In 2008 I held a summer internship at the Ludwig Museum. Though the internship wasn’t focused on Hungarian photography, I started to learn about and research Hungarian photography and its history while I was in Budapest. There’s a lot of research available in English about the photographers who left Hungary during the interwar period and lived in Western Europe or the United States, but there wasn’t much available in English about the photographers who stayed in Hungary. I became interested in what work they were making, what schools or circles they participated in, how they shared their work etc. I proposed a Fulbright grant to live in Budapest in 2014 and 2015 to research those circles. At the same time, I became interested in how digital resources can help us access this information wherever we are, and also tell stories that aren’t as easy to communicate in a linear book form or in an exhibition. I was working then on Object;Photo the Thomas Walther Collection project at MoMA, which presented deep research about a collection of 341 modernist photographs through a digital research platform, exhibition, and catalogue. For the digital research platform, we gathered and curated data about the photographs and the artists who made them, and created four data visualizations. The visualizations revealed connections between the artists and objects, including connections that we had recognized at the outset but also new connections of which we hadn’t previously been aware.
One of the questions that lingered for me after we completed the platform was to what degree people feel comfortable using and asking questions of data visualizations and digital humanities resources like that. How do we create data and digital literacy to encourage audiences for these resources? This is partly what led me to working on online courses. The courses meet people where they already are and helps people create connections between works of art and their own lives.
How does it feel to come back to Hungary and MOME?
Hungary feels more like home each time! It’s been really meaningful for me to see over the years that it’s possible to deepen relationships with your friends and colleagues when you’re living on different continents,. That is partly sustained by online communication.
How did you develop the course that you taught at MOME this autumn and what was your aim with it?

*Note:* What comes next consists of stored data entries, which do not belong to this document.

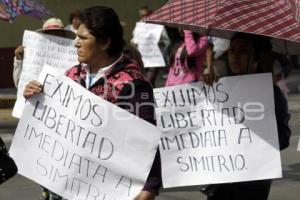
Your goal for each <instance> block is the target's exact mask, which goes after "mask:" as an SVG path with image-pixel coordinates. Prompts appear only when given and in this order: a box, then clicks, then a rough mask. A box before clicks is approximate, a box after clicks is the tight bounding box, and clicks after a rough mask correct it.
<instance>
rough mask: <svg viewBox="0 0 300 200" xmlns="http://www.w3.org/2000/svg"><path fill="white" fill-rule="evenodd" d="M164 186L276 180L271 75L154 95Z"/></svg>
mask: <svg viewBox="0 0 300 200" xmlns="http://www.w3.org/2000/svg"><path fill="white" fill-rule="evenodd" d="M155 98H156V103H157V109H156V114H157V125H158V126H159V128H160V129H161V130H162V131H163V136H162V138H161V140H160V144H159V145H160V153H161V159H162V174H163V186H164V187H166V188H168V187H178V186H186V185H202V184H213V183H226V182H238V181H250V180H259V179H271V178H279V177H281V176H282V175H281V160H280V153H279V146H278V135H277V126H276V119H275V110H274V94H273V86H272V77H271V75H270V74H257V75H248V76H235V77H227V78H223V79H221V80H220V81H219V82H218V83H216V84H214V85H213V86H207V85H203V84H202V83H201V82H198V83H192V84H186V85H179V86H175V87H166V88H159V89H155Z"/></svg>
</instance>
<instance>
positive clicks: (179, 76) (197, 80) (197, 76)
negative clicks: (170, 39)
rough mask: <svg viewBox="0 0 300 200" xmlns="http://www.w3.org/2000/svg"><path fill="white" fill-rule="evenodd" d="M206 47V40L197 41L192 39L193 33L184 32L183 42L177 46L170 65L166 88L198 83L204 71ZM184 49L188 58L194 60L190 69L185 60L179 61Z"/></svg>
mask: <svg viewBox="0 0 300 200" xmlns="http://www.w3.org/2000/svg"><path fill="white" fill-rule="evenodd" d="M207 46H208V38H207V37H206V36H201V37H200V38H199V39H198V41H195V40H194V38H193V32H191V31H184V42H182V45H180V46H179V48H178V50H177V51H176V54H175V56H174V59H175V60H173V62H172V65H171V66H170V70H169V74H168V78H167V82H166V86H173V85H179V84H184V83H189V82H193V81H198V80H199V77H200V75H201V74H202V73H203V70H204V67H203V65H204V62H205V59H206V49H207ZM184 49H186V51H187V54H188V56H189V57H194V58H195V66H191V67H190V68H189V67H188V65H187V60H184V61H183V62H181V61H180V56H181V53H182V51H183V50H184Z"/></svg>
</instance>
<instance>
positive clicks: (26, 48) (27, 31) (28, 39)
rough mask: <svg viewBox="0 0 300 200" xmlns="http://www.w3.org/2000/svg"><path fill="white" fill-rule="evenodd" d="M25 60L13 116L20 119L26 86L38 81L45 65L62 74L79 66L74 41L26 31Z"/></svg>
mask: <svg viewBox="0 0 300 200" xmlns="http://www.w3.org/2000/svg"><path fill="white" fill-rule="evenodd" d="M23 46H24V47H25V48H24V60H23V63H22V73H21V76H20V81H19V85H18V93H17V101H16V103H15V106H14V109H13V112H12V115H13V116H14V117H17V118H20V117H21V115H22V111H23V108H24V105H25V99H24V97H23V91H24V88H25V85H26V84H27V83H28V82H29V81H32V80H37V78H38V76H39V74H40V73H41V71H42V68H43V65H44V64H47V65H50V66H52V67H54V68H55V69H56V70H58V71H59V72H61V73H64V72H65V71H66V70H67V69H69V68H71V67H73V66H74V65H76V64H78V60H77V51H76V49H75V46H74V40H71V39H67V38H62V37H57V36H52V35H46V34H43V33H37V32H34V31H28V30H25V32H24V35H23Z"/></svg>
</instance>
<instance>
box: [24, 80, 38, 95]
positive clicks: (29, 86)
mask: <svg viewBox="0 0 300 200" xmlns="http://www.w3.org/2000/svg"><path fill="white" fill-rule="evenodd" d="M41 91H42V84H40V83H39V82H38V81H35V80H33V81H30V82H29V83H28V84H27V85H26V86H25V89H24V92H23V96H24V97H25V99H28V98H30V97H32V96H35V95H37V94H38V93H40V92H41Z"/></svg>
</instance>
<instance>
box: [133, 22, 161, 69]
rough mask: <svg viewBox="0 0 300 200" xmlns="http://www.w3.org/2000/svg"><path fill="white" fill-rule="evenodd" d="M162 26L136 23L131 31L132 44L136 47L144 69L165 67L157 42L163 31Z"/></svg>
mask: <svg viewBox="0 0 300 200" xmlns="http://www.w3.org/2000/svg"><path fill="white" fill-rule="evenodd" d="M163 28H164V27H163V26H162V25H157V24H148V23H145V22H138V23H136V26H135V29H134V31H133V42H134V43H136V44H137V45H138V50H139V51H140V53H141V55H142V60H143V63H144V67H165V66H166V63H165V60H164V58H163V55H162V52H161V51H160V49H159V46H158V42H159V39H160V37H161V34H162V31H163Z"/></svg>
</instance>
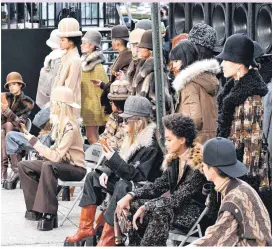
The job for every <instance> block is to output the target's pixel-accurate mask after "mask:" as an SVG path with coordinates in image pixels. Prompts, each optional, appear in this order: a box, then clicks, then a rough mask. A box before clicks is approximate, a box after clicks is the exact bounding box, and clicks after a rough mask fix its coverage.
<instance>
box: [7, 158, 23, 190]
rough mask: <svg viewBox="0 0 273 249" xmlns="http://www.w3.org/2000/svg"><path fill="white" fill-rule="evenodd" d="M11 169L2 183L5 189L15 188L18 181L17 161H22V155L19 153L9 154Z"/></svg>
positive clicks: (18, 174) (17, 161)
mask: <svg viewBox="0 0 273 249" xmlns="http://www.w3.org/2000/svg"><path fill="white" fill-rule="evenodd" d="M10 160H11V169H12V174H11V176H10V178H9V179H7V181H6V182H5V183H4V184H3V187H4V188H5V189H9V190H11V189H15V188H16V185H17V182H18V181H19V172H18V163H19V162H20V161H22V156H21V155H20V154H11V155H10Z"/></svg>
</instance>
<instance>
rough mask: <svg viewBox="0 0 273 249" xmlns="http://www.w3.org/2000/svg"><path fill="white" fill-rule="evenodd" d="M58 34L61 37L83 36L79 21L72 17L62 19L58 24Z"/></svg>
mask: <svg viewBox="0 0 273 249" xmlns="http://www.w3.org/2000/svg"><path fill="white" fill-rule="evenodd" d="M57 35H58V36H59V37H61V38H62V37H77V36H82V32H81V31H80V24H79V22H78V21H77V20H76V19H75V18H71V17H69V18H64V19H62V20H61V21H60V22H59V25H58V33H57Z"/></svg>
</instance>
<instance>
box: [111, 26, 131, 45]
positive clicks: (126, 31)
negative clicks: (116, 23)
mask: <svg viewBox="0 0 273 249" xmlns="http://www.w3.org/2000/svg"><path fill="white" fill-rule="evenodd" d="M129 36H130V34H129V30H128V29H127V27H126V26H125V25H116V26H114V27H113V28H112V32H111V37H112V39H123V40H125V41H129Z"/></svg>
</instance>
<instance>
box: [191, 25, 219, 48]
mask: <svg viewBox="0 0 273 249" xmlns="http://www.w3.org/2000/svg"><path fill="white" fill-rule="evenodd" d="M188 39H189V40H190V41H191V42H193V43H194V44H199V45H200V46H203V47H206V48H209V49H211V50H213V49H214V46H215V43H216V30H215V29H214V28H213V27H211V26H209V25H207V24H205V23H197V24H195V25H194V26H193V27H192V29H191V31H190V33H189V38H188Z"/></svg>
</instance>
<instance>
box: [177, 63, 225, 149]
mask: <svg viewBox="0 0 273 249" xmlns="http://www.w3.org/2000/svg"><path fill="white" fill-rule="evenodd" d="M220 71H221V69H220V65H219V63H218V61H217V60H216V59H210V60H201V61H197V62H194V63H193V64H191V65H189V66H188V67H187V68H185V69H183V70H181V72H180V73H179V74H178V75H177V76H176V78H175V80H174V81H173V88H174V89H175V90H176V91H177V92H178V96H180V100H179V103H178V106H177V107H176V112H177V113H182V114H184V115H186V116H189V117H191V118H192V119H193V121H194V123H195V125H196V128H197V130H198V137H197V141H198V142H200V143H202V144H203V143H205V142H206V141H207V140H208V139H210V138H212V137H215V135H216V120H217V104H216V94H217V91H218V85H219V82H218V79H217V78H216V74H218V73H219V72H220Z"/></svg>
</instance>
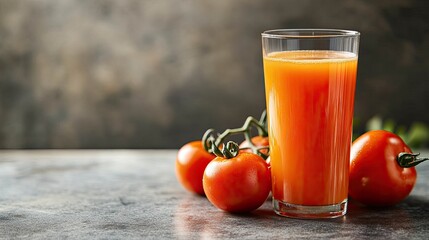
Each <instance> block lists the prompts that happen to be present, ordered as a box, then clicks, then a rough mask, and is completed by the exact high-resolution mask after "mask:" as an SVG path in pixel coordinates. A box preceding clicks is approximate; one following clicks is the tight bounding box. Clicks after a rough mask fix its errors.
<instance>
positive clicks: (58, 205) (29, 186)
mask: <svg viewBox="0 0 429 240" xmlns="http://www.w3.org/2000/svg"><path fill="white" fill-rule="evenodd" d="M176 154H177V151H176V150H38V151H34V150H33V151H10V150H9V151H6V150H3V151H0V239H22V238H28V239H65V238H68V239H235V238H239V239H266V238H271V239H284V238H292V239H295V238H311V239H318V238H320V239H336V238H337V239H374V238H376V239H428V238H429V191H428V189H429V181H428V180H429V165H428V164H422V165H421V166H418V175H419V176H418V181H417V184H416V186H415V188H414V190H413V192H412V194H411V195H410V196H409V197H408V198H407V199H406V200H404V201H403V202H402V203H400V204H399V205H397V206H395V207H392V208H387V209H369V208H365V207H362V206H359V205H357V204H354V203H353V202H352V203H351V204H350V206H349V212H348V214H347V215H346V216H345V217H342V218H337V219H328V220H298V219H289V218H283V217H280V216H277V215H275V214H274V213H273V211H272V210H271V201H270V200H268V201H267V202H266V203H265V204H264V205H263V206H262V207H261V208H259V209H258V210H256V211H254V212H253V213H250V214H245V215H234V214H229V213H226V212H222V211H220V210H218V209H216V208H215V207H213V206H212V205H211V204H210V203H209V202H208V201H207V199H206V198H204V197H201V196H197V195H193V194H190V193H188V192H186V191H185V190H184V189H183V188H182V187H181V186H180V185H179V183H178V182H177V181H176V178H175V173H174V161H175V157H176ZM424 154H425V155H428V154H429V152H427V151H425V152H424Z"/></svg>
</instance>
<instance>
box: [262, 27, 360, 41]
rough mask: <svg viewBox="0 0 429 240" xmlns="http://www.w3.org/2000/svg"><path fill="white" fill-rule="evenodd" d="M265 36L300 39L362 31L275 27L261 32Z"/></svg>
mask: <svg viewBox="0 0 429 240" xmlns="http://www.w3.org/2000/svg"><path fill="white" fill-rule="evenodd" d="M261 35H262V37H263V38H278V39H290V38H292V39H300V38H335V37H359V36H360V32H358V31H354V30H342V29H323V28H298V29H273V30H267V31H264V32H263V33H261Z"/></svg>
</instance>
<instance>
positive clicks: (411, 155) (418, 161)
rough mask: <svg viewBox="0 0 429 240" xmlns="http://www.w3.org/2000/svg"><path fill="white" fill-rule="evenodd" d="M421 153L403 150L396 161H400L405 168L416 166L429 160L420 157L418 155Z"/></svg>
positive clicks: (398, 155) (426, 158) (399, 165)
mask: <svg viewBox="0 0 429 240" xmlns="http://www.w3.org/2000/svg"><path fill="white" fill-rule="evenodd" d="M419 155H420V153H407V152H401V153H399V154H398V157H397V158H396V161H397V162H398V164H399V166H401V167H403V168H410V167H414V166H416V165H418V164H420V163H422V162H424V161H426V160H429V158H420V157H418V156H419Z"/></svg>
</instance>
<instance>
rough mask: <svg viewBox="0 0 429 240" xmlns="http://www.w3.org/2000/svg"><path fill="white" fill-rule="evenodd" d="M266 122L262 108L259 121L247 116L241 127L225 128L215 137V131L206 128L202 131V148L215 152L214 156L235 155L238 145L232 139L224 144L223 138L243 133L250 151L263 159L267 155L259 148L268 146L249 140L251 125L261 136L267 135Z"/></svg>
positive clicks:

The course looked at implications—theoretical, social, ethical, and technical—of making and sharing photographs in today’s digital networked age. The first day was called Circulation and Connection and we started by defining what the networked society is and looking at some of its implications and examples outside of photography. We talked about the “poor image,” or a low quality image that circulates very fast and easy, and important social media starting dates as benchmarks.
You mean like the founding of Facebook and Instagram?
Yes, Facebook was founded in 2004 and Instagram in 2010, which were both part of a huge shift in how images are distributed and received. In the first day of the course, we talked about how the digital, networked image can be shared more easily and help create communities or publics. On the following days, we talked about the networking image in relation to documenting and witnessing, data and surveillance, and counter narratives and counter archives.
What were the outcomes of the course?
An important goal of the course was to consider the ways in which digital, networked technology is integrated into our lives and think critically about how that bears on their photographic practice In addition to the class readings, we visited exhibitions, watched films, and had discussions and debates that gave us the opportunity to talk openly about what they felt were the potentials, responsibilities and limits of being an artist today.